Yes there are peripheral factors as to why Madrid were successful in the league, and others that contributed to their downfall on other fronts. The personnel hasn't changed greatly, but instead we're looking at a team who have been given the license to be a little more creative with their positioning.
The introduction of Gonzalo Higuain to play alongside Karim Benzema and Cristiano Ronaldo has meant that Ozil has taken up a much more free role, independent from his ties to the centre of the pitch. Yes his defensive contribution his been questioned at times, but Madrid carry a certain level of unpredictability when operating with all three of their attackers ahead of the German.
Mourinho's commitments to sticking with his trusted formation against opposition such as Barcelona has meant the Catalans are mindful, perhaps even fearful, of the attacking threat Madrid pose.
With Pepe in the midfield, as Mourinho has tried on a number of occasions, the team did not have the same pace, fluidity and accuracy in their counterattacks. They genuinely looked like a team who were intent on keeping the score down, rather than looking for opportunities to launch their own attacks on goal.
Hopefully we've seen the last of Pepe starting games from the midfield. The intention may be good towards the final score, but Real Madrid are better than simply sitting back and cutting down the opposition.
Sergio Ramos' move into the centre of the defence has also been a great positive on the team this season. Madrid are missing out on his contributions from the right-back position, but his technical ability and leadership at the back means he's far more suited to a central role.
His pace alongside his regular partner in Pepe has given Real Madrid a real stranglehold on many of their games, suffocating the game in one half of the pitch and with enough insurance should the opposition counter.

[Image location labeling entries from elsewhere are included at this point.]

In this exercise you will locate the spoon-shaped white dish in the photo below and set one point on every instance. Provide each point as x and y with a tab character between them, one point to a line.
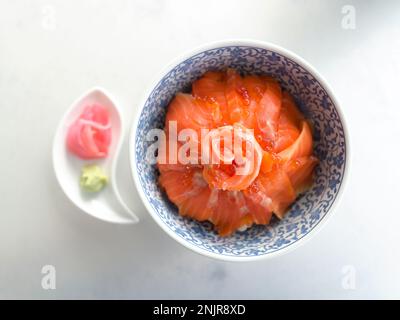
107	204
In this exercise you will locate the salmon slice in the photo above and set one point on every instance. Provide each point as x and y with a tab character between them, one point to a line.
301	147
300	172
231	212
258	203
237	97
234	174
188	191
191	113
273	191
268	110
278	188
282	161
289	123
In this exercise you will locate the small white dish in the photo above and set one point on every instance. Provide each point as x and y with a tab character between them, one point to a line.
107	204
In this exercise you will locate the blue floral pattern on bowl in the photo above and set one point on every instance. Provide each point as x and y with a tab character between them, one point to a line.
330	147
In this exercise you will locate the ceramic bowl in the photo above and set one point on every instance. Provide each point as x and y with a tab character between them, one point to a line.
315	99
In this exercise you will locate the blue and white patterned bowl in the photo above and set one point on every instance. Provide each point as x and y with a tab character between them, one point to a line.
314	98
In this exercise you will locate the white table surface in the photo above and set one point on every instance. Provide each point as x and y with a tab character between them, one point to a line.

Ricardo Carvalho was certainly one of the leading centre-backs of the last decade, but Sergio Ramos' involvement in the heart of the defence has seemed to breath new life into this young Madrid side.
The problem for Madrid, however, is their consistency in conceding poor or "cheap" goals. The defence do their job and have to push forward to contribute to the attack, but perhaps they're left a little exposed by a midfield who also share a likeness in advancing forward.
There's nothing wrong with what Khedira and Alonso bring to Madrid's game, they're both excellent players who are important for the attack and defence. The problem is that neither have a tendency to sit and hold their position in a way a "destroyer" in midfield would.
The team are obviously free to change their tactical formation completely, but how would that impact the significant number of goals the team can score now? A move to a 4-4-2 might be too rigid to accommodate the attacking flair in the team, while there also might be a fear that players are simply left operating unsuccessfully in an unfamiliar formation.
Until there is a noticeable drop in performances from the current tactics, it might be best to continue with this winning formula and tweak the personnel to remain competitive throughout the entire season.
There's nothing wrong with thinking a few steps ahead to remain unpredictable, but Madrid have found a comfortable balance to be successful. Their winning tactic at the moment is very much in the ferocity of their counterattack via the 4-2-3-1 formation.